Nous trouvons d’autres preuves de la colère de Bismarck, dans les propos qu’il tenait à Maurice Busch en lui annonçant sa démission.

— C’est maintenant un fait accompli. Ah ! les choses ont été plus vite que je ne croyais. J’avais d’abord pensé qu’il me serait reconnaissant si je restais encore quelques années auprès de lui, mais je me suis aperçu qu’il n’avait qu’un désir, celui de se débarrasser de moi pour gouverner seul avec son propre génie, dans sa seule gloire. Il en a assez du vieux mentor ; il lui faut maintenant des agens plus dociles. Mais, moi je ne puis me résoudre à plier le genou devant lui, à me coucher sous la table comme un chien. Et puis j’en ai assez des intrigues de Cour, assez de toutes leurs insolences, assez d’être espionné. Ma retraite est définitive. Je ne veux pas prendre à mon compte, comme couronnement de ma carrière, les bévues d’un esprit présomptueux et inexpérimenté.

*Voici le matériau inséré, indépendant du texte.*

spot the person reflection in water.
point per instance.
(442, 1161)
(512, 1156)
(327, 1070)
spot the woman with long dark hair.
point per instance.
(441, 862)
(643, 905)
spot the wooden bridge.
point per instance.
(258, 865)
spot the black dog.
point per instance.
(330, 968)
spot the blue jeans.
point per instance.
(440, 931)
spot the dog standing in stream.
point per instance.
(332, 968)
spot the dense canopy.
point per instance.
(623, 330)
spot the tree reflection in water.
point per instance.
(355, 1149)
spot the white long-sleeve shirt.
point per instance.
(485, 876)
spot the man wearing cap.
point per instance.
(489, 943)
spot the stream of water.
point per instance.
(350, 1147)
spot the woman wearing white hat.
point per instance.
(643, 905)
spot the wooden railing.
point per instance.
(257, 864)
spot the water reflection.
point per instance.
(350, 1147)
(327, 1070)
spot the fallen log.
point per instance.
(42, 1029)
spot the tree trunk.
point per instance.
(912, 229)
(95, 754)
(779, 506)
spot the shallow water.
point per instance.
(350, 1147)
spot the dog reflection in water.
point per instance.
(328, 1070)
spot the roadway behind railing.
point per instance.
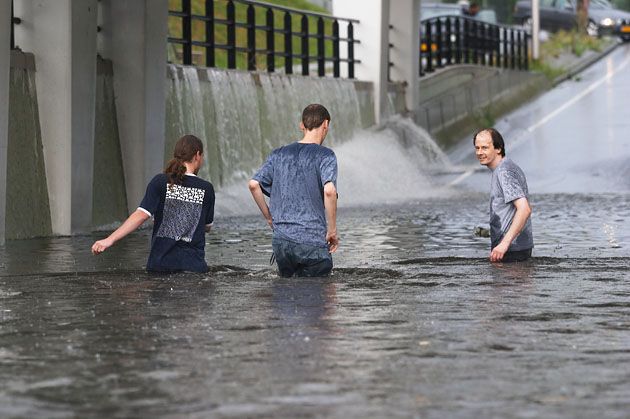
(452, 40)
(196, 36)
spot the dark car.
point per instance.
(429, 10)
(603, 19)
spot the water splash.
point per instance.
(388, 164)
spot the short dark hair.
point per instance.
(314, 115)
(497, 139)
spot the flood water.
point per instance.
(414, 321)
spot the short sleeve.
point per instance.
(264, 176)
(328, 169)
(210, 203)
(152, 196)
(513, 186)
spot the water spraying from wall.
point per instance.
(242, 116)
(383, 165)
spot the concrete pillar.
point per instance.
(405, 52)
(373, 32)
(62, 36)
(136, 42)
(5, 68)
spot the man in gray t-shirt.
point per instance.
(510, 222)
(300, 180)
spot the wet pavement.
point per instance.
(414, 322)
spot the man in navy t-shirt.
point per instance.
(182, 206)
(300, 180)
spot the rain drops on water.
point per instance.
(611, 235)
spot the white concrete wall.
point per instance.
(62, 36)
(5, 67)
(136, 42)
(373, 32)
(405, 53)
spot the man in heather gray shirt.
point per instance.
(300, 180)
(510, 223)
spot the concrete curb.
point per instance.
(582, 64)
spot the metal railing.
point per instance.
(235, 23)
(14, 21)
(459, 40)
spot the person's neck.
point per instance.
(191, 168)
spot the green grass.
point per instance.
(220, 33)
(563, 42)
(570, 41)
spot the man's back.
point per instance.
(294, 177)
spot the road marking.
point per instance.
(521, 137)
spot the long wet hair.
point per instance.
(185, 150)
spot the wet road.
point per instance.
(414, 321)
(576, 138)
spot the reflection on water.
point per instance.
(413, 322)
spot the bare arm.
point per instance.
(134, 221)
(330, 204)
(523, 211)
(259, 198)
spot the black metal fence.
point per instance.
(257, 36)
(460, 40)
(14, 21)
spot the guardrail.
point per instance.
(14, 21)
(240, 36)
(452, 40)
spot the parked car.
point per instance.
(603, 19)
(429, 10)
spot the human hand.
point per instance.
(332, 240)
(101, 245)
(496, 255)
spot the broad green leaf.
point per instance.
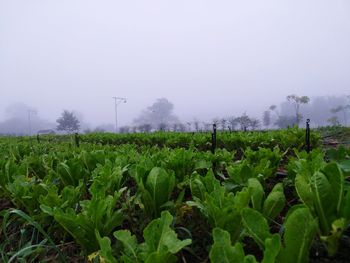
(332, 240)
(222, 250)
(272, 248)
(130, 245)
(256, 192)
(336, 179)
(159, 184)
(160, 238)
(197, 187)
(274, 202)
(300, 230)
(105, 252)
(304, 190)
(324, 200)
(256, 226)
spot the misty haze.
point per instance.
(211, 61)
(175, 131)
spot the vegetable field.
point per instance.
(166, 197)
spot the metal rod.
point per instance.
(213, 139)
(117, 101)
(307, 136)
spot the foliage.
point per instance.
(68, 122)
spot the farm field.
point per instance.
(169, 197)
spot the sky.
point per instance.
(209, 58)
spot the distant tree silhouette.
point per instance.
(297, 101)
(68, 122)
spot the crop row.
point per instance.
(132, 203)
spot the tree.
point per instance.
(254, 123)
(243, 121)
(333, 121)
(68, 122)
(232, 121)
(297, 101)
(285, 121)
(159, 115)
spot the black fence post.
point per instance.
(213, 139)
(307, 136)
(76, 137)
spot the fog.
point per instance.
(208, 58)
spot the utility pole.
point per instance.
(30, 121)
(117, 101)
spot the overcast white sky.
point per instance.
(210, 58)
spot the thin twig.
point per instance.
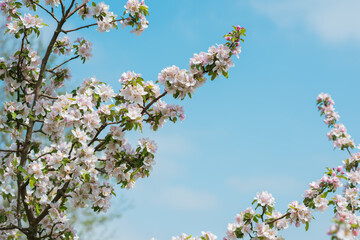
(87, 26)
(53, 69)
(50, 13)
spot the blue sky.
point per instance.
(258, 130)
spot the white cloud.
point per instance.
(181, 198)
(274, 184)
(335, 21)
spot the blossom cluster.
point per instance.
(71, 149)
(217, 61)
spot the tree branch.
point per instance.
(53, 69)
(50, 13)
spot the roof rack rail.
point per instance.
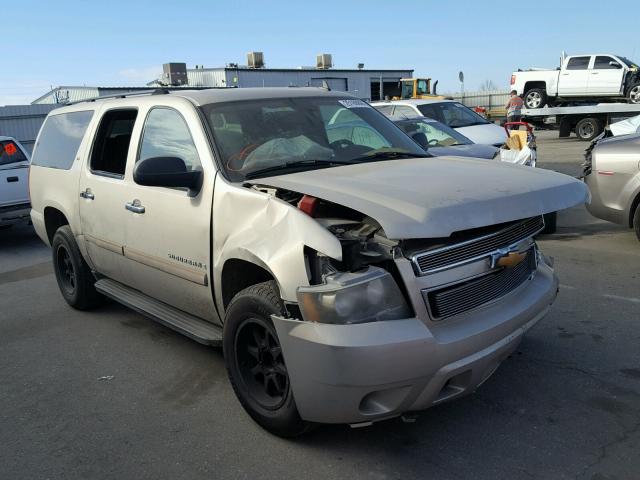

L’état d’âme que trahit ce langage sera désormais celui du prince de Bismarck ; jusqu’à la fin de sa vie, il ne décolérera plus, et, sous l’empire de ses emportemens, il englobera dans la même critique amère et railleuse les trois souverains qu’il a servis. — J’ai vu trois rois pour ainsi dire nus, rappelle-t-il un jour, et je dois dire que ces trois messieurs ne m’ont pas toujours montré quelque chose de bien beau.

Au cours des événemens que nous rappelons, et dont le dénouement remplit un espace de huit journées, les délégués à la conférence ouvrière, arrivés à Berlin, se préparaient à commencer leurs travaux. On sait que la délégation française était présidée par Jules Simon. Elle avait été reçue par le prince de Bismarck. Non content d’offrir à la conférence, pour y tenir ses réunions, un salon du palais de la chancellerie, il avait Invité ses membres à diner pour le 19 mars. Sa démission étant officielle ce jour-là, ainsi que la nomination de son successeur, le général de Caprivi, ses invités s’attendaient à être contremandés. Mais il n’en fut rien, et, le soir venu, ils se trouvèrent réunis à la table du prince de Bismarck.